Written for Culture Wars
In a single second of realisation, your sweat glands burst. You can actively feel your pupils dilating. Your throat clogs, the world fades from view and your stomach – oh, your stomach – widens into a cavern in which bile sloshes about like an eddy. Ladies and gentlemen, welcome to the Oh Fuck Moment.
Thankfully, Hannah Jane Walker and Chris Thorpe are entirely sympathetic. They’ve probably done worse and, even if not, chances are they’ll know someone who has. Somewhere between seminar, group therapy and public confessional, The Oh Fuck Moment drills a burr hole in each of us, releasing the build up of guilty pressure beneath the surface. By the end, you’ll wear your cock ups with pride: life’s little battle scars; badges of humanity.
An Oh Fuck Moment is the sort of mistake from which there’s no coming back. It’s the too candid email that hits the wrong inbox, the violin left in the back of a taxi, the ringing telephone seconds after an execution and the wrong label on a newborn baby. “Mistakes as eradicable as smallpox,” they shape us into the people we are today. They change the world irrevocably. History is written in its Oh Fuck Moments.
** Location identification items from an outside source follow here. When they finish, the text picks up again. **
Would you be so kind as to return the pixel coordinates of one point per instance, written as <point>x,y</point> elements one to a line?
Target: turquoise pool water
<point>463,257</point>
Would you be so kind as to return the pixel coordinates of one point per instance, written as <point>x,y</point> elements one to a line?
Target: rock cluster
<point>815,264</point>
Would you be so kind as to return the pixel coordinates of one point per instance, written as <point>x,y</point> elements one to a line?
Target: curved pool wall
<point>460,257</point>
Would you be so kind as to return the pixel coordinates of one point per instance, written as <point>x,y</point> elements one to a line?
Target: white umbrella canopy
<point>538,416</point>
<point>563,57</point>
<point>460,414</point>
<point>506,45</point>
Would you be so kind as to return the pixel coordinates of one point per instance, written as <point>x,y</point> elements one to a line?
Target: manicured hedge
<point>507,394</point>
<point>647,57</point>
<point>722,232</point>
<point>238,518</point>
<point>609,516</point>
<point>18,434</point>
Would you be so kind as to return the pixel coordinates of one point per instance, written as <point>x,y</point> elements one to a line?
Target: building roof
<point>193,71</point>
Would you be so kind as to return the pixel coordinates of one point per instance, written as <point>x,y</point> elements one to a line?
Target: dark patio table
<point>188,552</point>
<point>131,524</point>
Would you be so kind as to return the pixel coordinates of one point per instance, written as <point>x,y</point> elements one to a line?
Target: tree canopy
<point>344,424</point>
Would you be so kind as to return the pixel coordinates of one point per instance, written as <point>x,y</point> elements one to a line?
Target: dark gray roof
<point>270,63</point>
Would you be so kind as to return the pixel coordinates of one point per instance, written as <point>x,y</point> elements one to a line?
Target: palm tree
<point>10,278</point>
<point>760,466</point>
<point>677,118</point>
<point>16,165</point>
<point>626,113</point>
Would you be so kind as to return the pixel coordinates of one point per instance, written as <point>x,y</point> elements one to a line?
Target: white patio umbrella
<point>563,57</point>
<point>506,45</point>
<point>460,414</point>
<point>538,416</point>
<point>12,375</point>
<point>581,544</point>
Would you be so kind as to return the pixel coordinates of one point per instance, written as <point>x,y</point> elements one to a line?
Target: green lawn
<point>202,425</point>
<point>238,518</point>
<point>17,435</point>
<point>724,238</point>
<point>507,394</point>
Each account works because we know its leading to some denouement, building towards catastrophe. While beautifully expressed with understated poetry and performed with a kind intensity, it’s the moments of reality that really hit home. Walker and Thorpe donate their errors for our sake, entirely without self-pity. The latter’s ownership of missing his father’s final moments is devastatingly matter of fact and universal. Such moments have real charge, particularly when it reaches beyond recounting to summoning. Acting out the black box transcript of a plane crash feels genuinely dangerous, as does bringing a hockey stick to better demonstrate its puncturing rectal tissue.
Our own seem paltry by comparison and lose their paralytic power. The physiological and psychological symptoms are empty hangovers, remnants of a more primitive existence. This is theatre at its most cathartic, acheiving instant effects that reach beyond the auditorium with wit and empathy. It makes a responsibility of taking responsibility, but it also makes it manageable. To err is indeed human, but Thorpe and Walker don’t put a foot wrong.